Data scientists and actuaries are as different as they are alike. They have similar skill sets, educational requirement, and responsibilities. They both analyze data to make educated future predictions and use a lot of the same techniques while doing so. Both actuaries and data scientists crave data because the more data they get, the better they can be at their prospective jobs.

Their responsibilities might be similar, but their actual duties are different. Actuaries are found mostly working with insurance companies. Their duties include estimating costs of losses, predicting the likelihood of loss and advising as to what should be charged to cover the loss and be profitable. Data scientists, on the other hand, can be found in almost any industry and will be given much harder problems to solve. In addition to solving the problem or answering the question, they also have to design the question. Based on these facts and the importance of both. there is little chance that data science will replace actuaries

Career Outlook for Both


The career outlook is very good for both data scientists and actuaries. A job growth of 22 percent is predicted for actuaries during the 2016-2026 decade, according to the BLS. IBM predicted that demand for data scientists would jump to 28 percent by 2020, according to a Forbes 2017 report. Salaries for data scientists ranged from $60,000 to more than $140,000 while data scientist wages ranged from $50,240 to $145,921, according to a PayScale July 2018 report.

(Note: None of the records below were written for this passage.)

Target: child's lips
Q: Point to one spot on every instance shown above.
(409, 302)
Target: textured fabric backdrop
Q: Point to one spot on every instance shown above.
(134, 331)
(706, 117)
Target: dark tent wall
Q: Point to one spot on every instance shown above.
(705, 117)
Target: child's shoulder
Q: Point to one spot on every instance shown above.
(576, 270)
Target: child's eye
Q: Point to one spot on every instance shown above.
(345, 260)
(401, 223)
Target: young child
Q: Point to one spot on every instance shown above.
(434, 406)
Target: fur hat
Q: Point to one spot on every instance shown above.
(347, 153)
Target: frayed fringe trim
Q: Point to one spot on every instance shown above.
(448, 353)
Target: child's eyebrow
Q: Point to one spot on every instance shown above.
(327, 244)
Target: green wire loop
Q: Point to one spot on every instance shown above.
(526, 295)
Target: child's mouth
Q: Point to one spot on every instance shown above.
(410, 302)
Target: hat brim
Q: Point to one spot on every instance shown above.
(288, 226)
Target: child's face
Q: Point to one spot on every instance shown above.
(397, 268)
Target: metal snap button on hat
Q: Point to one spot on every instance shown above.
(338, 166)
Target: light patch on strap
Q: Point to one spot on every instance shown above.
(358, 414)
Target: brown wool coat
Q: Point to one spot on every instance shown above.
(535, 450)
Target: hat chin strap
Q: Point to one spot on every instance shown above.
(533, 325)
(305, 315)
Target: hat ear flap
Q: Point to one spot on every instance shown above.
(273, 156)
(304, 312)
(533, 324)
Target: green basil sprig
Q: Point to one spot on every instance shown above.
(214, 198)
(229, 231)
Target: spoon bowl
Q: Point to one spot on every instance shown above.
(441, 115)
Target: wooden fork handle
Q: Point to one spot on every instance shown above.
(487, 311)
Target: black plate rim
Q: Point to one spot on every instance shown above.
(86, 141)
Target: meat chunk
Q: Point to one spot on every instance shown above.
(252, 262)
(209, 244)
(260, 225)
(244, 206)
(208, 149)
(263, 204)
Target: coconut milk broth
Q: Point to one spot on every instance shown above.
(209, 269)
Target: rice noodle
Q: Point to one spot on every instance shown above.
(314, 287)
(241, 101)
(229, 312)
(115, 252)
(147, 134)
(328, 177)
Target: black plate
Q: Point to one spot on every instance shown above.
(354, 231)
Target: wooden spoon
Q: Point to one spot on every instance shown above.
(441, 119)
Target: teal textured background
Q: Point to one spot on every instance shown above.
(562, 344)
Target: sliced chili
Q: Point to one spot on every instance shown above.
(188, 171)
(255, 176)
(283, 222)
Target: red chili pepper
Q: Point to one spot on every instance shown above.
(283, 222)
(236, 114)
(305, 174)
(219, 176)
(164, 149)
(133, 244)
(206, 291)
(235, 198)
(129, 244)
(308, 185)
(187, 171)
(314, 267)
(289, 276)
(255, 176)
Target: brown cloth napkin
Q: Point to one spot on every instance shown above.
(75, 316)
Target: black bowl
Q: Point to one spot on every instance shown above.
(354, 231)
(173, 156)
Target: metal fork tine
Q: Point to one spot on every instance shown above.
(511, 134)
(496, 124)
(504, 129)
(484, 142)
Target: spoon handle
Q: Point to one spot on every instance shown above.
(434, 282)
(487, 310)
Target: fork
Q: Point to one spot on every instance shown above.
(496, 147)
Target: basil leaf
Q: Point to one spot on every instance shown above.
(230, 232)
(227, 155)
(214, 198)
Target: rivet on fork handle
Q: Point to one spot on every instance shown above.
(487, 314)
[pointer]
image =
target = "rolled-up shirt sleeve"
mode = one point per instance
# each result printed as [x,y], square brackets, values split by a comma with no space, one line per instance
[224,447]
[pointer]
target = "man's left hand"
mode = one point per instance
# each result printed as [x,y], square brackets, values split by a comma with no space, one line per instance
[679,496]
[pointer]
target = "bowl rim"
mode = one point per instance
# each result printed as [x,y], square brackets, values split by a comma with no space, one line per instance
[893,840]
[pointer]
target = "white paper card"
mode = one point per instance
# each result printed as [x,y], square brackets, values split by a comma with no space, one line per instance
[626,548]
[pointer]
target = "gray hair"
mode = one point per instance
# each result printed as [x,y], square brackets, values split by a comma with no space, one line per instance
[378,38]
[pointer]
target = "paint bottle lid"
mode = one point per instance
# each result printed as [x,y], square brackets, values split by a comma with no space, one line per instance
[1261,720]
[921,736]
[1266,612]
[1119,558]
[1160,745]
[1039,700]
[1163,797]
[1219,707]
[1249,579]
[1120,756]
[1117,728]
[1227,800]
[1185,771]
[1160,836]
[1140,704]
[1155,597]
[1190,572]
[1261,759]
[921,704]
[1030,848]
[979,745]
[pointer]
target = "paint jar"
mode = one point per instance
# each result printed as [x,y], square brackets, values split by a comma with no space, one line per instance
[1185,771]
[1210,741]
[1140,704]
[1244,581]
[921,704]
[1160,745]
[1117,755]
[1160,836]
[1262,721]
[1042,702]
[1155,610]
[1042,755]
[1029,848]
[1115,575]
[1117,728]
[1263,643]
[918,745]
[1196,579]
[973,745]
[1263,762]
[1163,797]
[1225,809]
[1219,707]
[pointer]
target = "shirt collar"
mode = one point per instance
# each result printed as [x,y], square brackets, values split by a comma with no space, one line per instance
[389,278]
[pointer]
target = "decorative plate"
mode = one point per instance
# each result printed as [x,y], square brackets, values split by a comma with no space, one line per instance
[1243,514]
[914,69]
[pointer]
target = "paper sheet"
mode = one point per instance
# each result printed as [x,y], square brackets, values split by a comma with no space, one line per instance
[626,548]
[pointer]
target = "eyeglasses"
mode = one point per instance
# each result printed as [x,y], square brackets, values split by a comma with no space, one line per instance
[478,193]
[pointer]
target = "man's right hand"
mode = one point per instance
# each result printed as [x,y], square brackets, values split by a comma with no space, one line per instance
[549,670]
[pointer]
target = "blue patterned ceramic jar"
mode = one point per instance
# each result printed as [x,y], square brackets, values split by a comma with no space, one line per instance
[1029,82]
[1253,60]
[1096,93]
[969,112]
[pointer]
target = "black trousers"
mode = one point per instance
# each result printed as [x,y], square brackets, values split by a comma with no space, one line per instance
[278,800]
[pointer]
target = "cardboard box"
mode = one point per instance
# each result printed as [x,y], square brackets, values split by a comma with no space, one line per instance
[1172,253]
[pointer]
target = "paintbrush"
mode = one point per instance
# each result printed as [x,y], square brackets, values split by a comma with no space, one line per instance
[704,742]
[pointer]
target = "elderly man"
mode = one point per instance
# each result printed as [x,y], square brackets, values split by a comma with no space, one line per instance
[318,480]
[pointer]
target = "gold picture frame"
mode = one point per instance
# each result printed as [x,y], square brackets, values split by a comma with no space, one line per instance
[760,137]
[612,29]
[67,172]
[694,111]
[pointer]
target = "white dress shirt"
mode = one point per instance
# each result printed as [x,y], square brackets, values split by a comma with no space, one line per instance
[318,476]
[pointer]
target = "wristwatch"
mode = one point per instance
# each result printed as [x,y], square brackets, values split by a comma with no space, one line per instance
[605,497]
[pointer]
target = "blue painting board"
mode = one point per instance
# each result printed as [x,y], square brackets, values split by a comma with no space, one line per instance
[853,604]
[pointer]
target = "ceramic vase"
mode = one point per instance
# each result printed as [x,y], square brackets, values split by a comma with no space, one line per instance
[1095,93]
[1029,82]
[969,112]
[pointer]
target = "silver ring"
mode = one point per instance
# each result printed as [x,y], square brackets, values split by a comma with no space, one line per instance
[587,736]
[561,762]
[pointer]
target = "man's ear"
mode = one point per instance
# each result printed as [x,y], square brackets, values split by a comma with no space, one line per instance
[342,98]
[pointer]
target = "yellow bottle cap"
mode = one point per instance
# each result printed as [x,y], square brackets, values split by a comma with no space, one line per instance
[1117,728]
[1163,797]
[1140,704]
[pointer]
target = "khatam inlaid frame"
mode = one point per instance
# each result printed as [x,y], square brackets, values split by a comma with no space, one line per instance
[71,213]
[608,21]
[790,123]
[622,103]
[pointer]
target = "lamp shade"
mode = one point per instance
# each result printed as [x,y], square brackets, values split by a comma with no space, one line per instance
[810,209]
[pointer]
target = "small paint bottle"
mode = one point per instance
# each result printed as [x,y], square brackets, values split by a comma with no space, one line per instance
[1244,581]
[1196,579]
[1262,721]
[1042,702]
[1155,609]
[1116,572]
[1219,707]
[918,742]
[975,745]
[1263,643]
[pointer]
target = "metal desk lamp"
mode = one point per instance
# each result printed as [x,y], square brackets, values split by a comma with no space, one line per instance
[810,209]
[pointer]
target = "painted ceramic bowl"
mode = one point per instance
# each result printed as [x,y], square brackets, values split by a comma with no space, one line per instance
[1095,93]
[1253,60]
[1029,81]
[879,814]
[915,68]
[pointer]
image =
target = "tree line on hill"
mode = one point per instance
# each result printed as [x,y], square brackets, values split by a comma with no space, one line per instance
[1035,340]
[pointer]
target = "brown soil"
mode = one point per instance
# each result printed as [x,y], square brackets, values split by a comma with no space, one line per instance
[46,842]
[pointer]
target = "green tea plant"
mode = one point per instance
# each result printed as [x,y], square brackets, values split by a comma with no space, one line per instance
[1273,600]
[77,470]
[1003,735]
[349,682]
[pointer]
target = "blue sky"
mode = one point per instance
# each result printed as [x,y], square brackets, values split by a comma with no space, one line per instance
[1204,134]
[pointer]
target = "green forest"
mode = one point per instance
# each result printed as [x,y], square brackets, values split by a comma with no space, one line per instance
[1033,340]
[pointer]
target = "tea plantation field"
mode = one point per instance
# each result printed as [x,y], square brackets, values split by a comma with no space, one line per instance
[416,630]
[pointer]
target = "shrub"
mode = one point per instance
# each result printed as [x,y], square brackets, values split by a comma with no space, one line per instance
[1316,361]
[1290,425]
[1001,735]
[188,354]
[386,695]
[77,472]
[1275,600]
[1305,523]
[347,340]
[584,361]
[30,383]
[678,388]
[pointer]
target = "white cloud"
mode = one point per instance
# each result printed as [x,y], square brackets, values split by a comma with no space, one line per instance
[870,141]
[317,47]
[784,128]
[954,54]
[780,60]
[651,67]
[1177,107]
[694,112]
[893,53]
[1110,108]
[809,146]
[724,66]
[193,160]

Although we tend to think of data science as being a new field, it’s actually been around since actuarial science was first used in the 1980s. While the careers, duties, and responsibilities of actuaries and data scientists tend to intertwine, it’s highly unlikely that data science will replace actuaries because they both have their importance.

It is certain, however, that as machines learn to imitate human instinct and “hunches,” data science will gain an edge over actuaries which may lead to merging the professions. This may not happen for decades, but data is increasing exponentially, and machine learning is adapting to human tasks to meet the needs of this exploding field. Additionally, the ability of actuaries to keep up with an ever-changing database is being taxed. so, the question posed at the beginning of this article, “actuary vs data scientist: what is the difference,” may be best answered with the qualification, “assuming there is a difference.”